KATHMANDU, Feb 5: The alliance between the CPN-UML and CPN (Maoist Center) would remain intact even if the current efforts to unify the two parties before the formation of the new government failed to materialize.
Leaders said that the two parties are working to seal a power-sharing deal for the new government regardless of how the ongoing talks on the planned merger turn out.
“Since party merger and power-sharing are two different things, we are dealing with them separately. Our focus would be to finalize both issues together. But delay in party unification will not affect the power-sharing talks,” said CPN (Maoist Center) spokesperson Pampha Bhusal.
UML and Maoist Center have already forged a deal to form a coalition government in six of the seven provinces, while efforts are underway to determine the share of power in the new government and key constitutional bodies.

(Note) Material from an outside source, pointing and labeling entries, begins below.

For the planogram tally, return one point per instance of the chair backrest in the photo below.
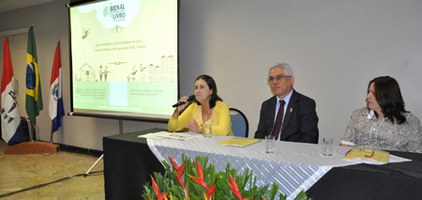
(240, 125)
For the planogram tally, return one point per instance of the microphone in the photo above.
(190, 98)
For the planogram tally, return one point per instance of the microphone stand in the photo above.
(102, 155)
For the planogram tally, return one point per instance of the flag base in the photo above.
(36, 147)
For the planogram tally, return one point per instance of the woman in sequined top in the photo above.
(384, 123)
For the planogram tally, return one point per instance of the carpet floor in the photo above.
(50, 176)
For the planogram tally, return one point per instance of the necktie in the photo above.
(279, 120)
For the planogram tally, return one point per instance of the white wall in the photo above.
(335, 48)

Remarks by the left leaders come at a time when the planned unification between the UML and the Maoist Center is failing to get expected success. The talks came to a sudden halt after differences cropped up over the leadership, organization and management of senior leaders, according to leaders privy to the ongoing development.

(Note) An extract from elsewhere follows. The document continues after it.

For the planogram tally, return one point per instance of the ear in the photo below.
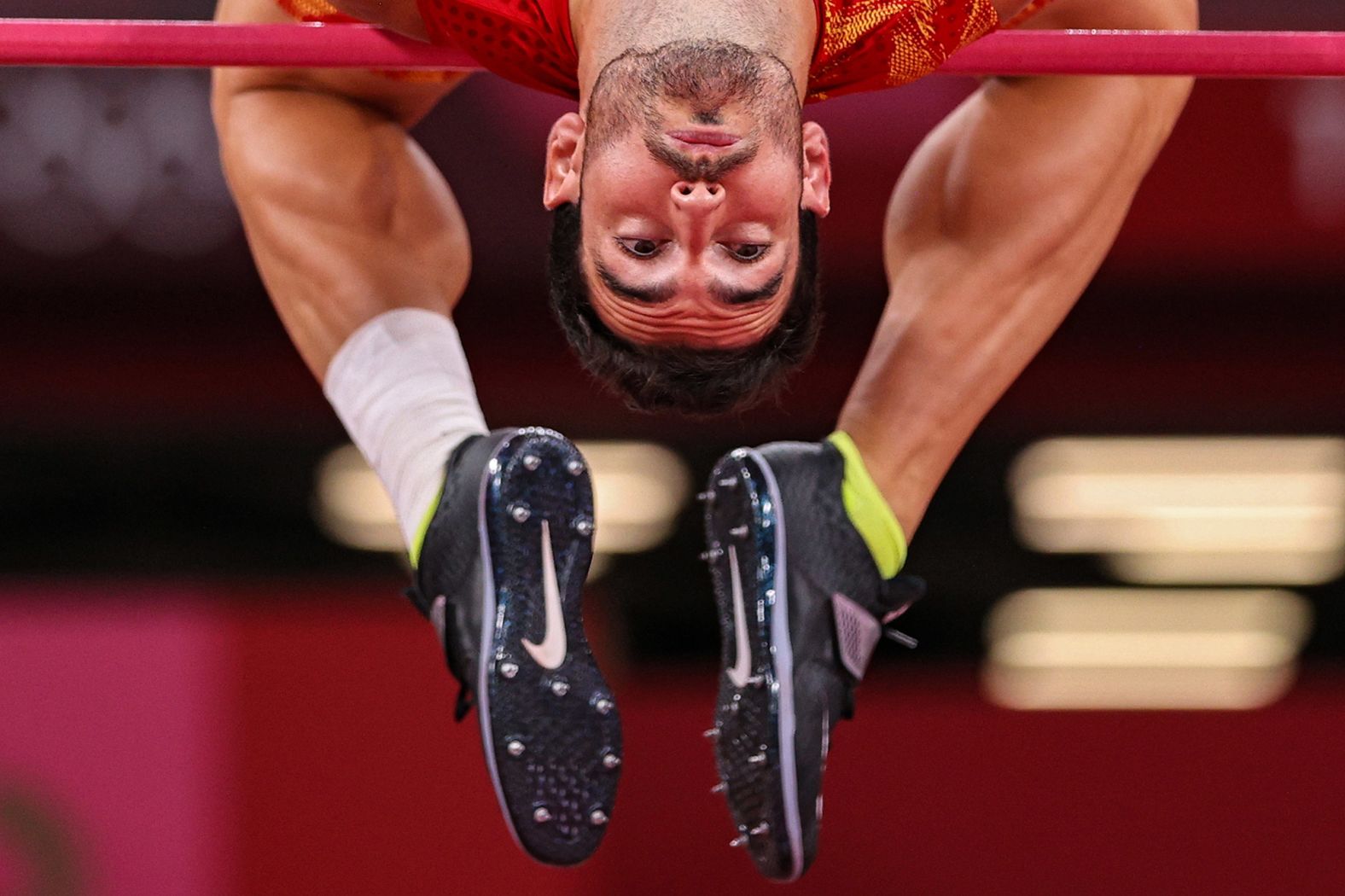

After multiple unsuccessful attempts, a joint taskforce comprising UML and Maoist Center leaders has entrusted the top leaders to settle the contention over party unification.

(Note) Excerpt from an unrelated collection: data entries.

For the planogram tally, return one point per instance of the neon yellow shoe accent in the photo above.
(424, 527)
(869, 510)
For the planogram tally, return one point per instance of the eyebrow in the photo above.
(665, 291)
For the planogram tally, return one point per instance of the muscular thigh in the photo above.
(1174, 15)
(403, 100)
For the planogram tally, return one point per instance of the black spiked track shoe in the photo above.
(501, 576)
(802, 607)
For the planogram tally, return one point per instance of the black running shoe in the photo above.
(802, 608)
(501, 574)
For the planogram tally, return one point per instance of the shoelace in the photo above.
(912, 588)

One key difference is over leadership of the new party. Maoist Center has said the party leadership should be rotated together with premiership. UML has shown willingness to rotate the government leadership but has maintained that the issue of leadership of the unified party is non-negotiable.
UML leaders have offered to create a special portfolio for Maoist Center Chairman Dahal which would be the second highest position in the party structure, a proposal rejected by the former rebel party.
Despite little progress in talks, leaders from both sides remain hopeful of a merger. Last week, Maoist Center Chairman Dahal said that the merger would take place within the next few weeks.
Leaders ruled out the possibility of a merger before the formation of the new government but said that there is still enough room for consensus.
UML Vice Chairman Bamdev Gautam, a key architect of the left unity, said that the merger will take place as planned unless the ongoing process flounders.
“We were able to come to this point after spending a lot of time and efforts. If the unification fails now, everything will go to waste. It will take many years to realize the dream of communist unity,” Gautam said while addressing a function in the capital on Saturday.
“The merger of two parties is not as simple as some of us think. Leaders from both parties are trying to forge a deal. I remain extremely hopeful that the merger will take place,” said.